Writing for The Atlantic, professional translator Ross Benjamin detailed the cost of flattening this linguistic divide: “the negotiation between different ways of structuring the world, the humility and curiosity that come with navigating a foreign context.”

At WOMADelaide, I felt my head slow down as curiosity took over. Saturday afternoon, I sat cross-legged with a crowd of 800 people, beneath about 800 cross-armed bats, dripping from their pine-tree canopy. All of us were transfixed by Tamil Nadu vocalist Ganavya. Singing in English and Tamil, her voice moved like a weft, interlocking with bass, harp, breeze, birdsong, to produce something silken and strong.

Like Kankawa Nagarra’s ancestors, using songlines to preserve knowledge embedded within Country, Ganavya explained that according to pilgrimage traditions, setting poems into song lyrics helps keep them in your body. She performed “Land” – lifting words from Palestinian poet Suheir Hammad, and “Pasayadan” – using text from a Hindu prayer that wishes for sunlight to soften cold hearts.

At the front of the stage, I watched a man in a crisp Australian Open cap hanging over the metal barricade and tapping out the rhythms to each song. All weekend, it felt like the audience shared a sense of real gratitude for these performances. The expanded Middle Eastern conflict barred several artists scheduled to play WOMADelaide from flying into Australia on time. Others represented the diaspora of presently wartorn countries, like Ukrainian electro-folk siren GANNA. On Friday night, her euphoric set ended with a direct address to the crowd of dancers: “When there are so many ways of being separated… places like this give hope that after all, somehow, everything is going to be better.”

Surveying the field of picnic blankets abandoned to take part in a “Mami Mambo” with ex-Buena Vista Social Club pianist Roberto Fonseca, I considered the apparent music discovery drought which sprouted federal campaigns like #Ausify and Music Australia’s “Listening In” research last year. In the Guardian, critic-journalist Liz Pelly wrote about the rise of AI-powered products which claim “to ease the daily burdens of reading, writing, researching”, to the point where the joy of assembling a playlist and building your own music taste is framed as an inconvenience. “But this is the work that helps shape how we think, how we make connections, what we remember and what we forget,” she warned.
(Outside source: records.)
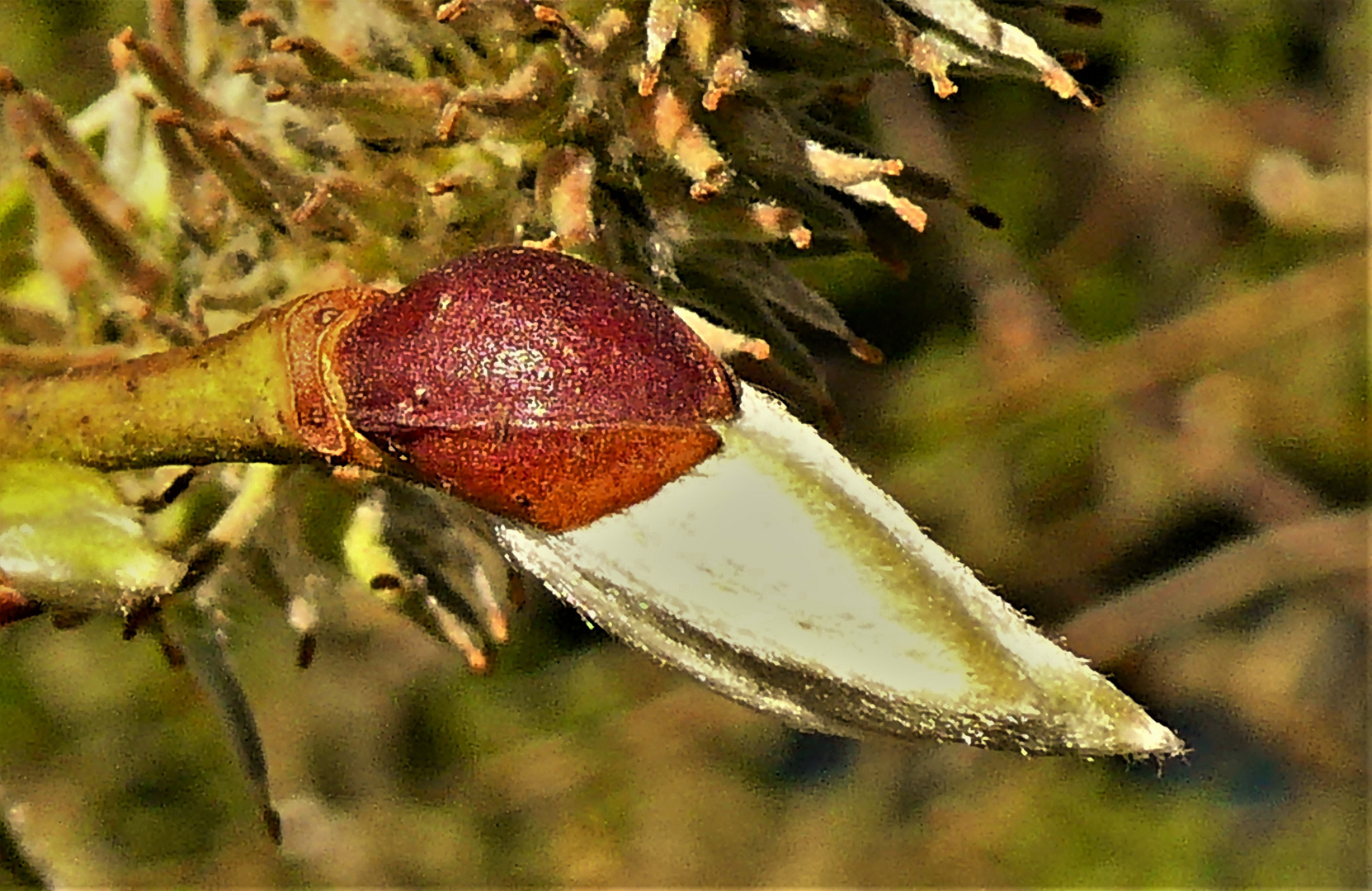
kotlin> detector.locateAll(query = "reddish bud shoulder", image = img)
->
[332,248,738,531]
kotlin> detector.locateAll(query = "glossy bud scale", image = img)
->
[333,248,738,531]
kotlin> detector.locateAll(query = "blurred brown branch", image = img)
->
[1059,511,1372,664]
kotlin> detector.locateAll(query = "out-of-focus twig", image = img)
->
[1058,511,1372,664]
[931,252,1366,428]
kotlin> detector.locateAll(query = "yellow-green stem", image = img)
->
[0,312,310,469]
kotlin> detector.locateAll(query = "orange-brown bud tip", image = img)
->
[333,248,737,531]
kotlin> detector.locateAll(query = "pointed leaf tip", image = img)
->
[497,384,1181,755]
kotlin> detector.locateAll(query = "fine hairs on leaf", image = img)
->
[0,0,1181,862]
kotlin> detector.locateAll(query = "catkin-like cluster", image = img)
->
[0,0,1091,374]
[0,0,1093,664]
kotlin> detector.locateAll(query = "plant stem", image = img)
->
[0,312,309,469]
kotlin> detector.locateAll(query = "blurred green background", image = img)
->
[0,0,1370,885]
On Sunday evening, I bounced along as Baker Boy intercut the hip-hop bombast and metallic guitars of his latest album, Djandjay, with his early breakout hits. Golden hour gave way to dusk and a digitally-rendered sunset blazed behind his staunch figure in motion: nailing explosive dance combos, rapping from platforms fringed with outback grass, aiming his Yidaki at the sky. With lyrics in Yolnu Matha, Burarra, and English, the former Young Australian of the Year sends a clear message: mastering language – holding it, bending it, unleashing it – is a flex.

Baker Boy

I watched the performance next to two of the coolest punters on-ground: a pair of tween girls with identical halter tops and henna designs snaking around their wrists.The older one said to the younger: “‘Meditjin’ is his best song”. Her confidence reminded me that understanding is not the only way to know the power within a performance.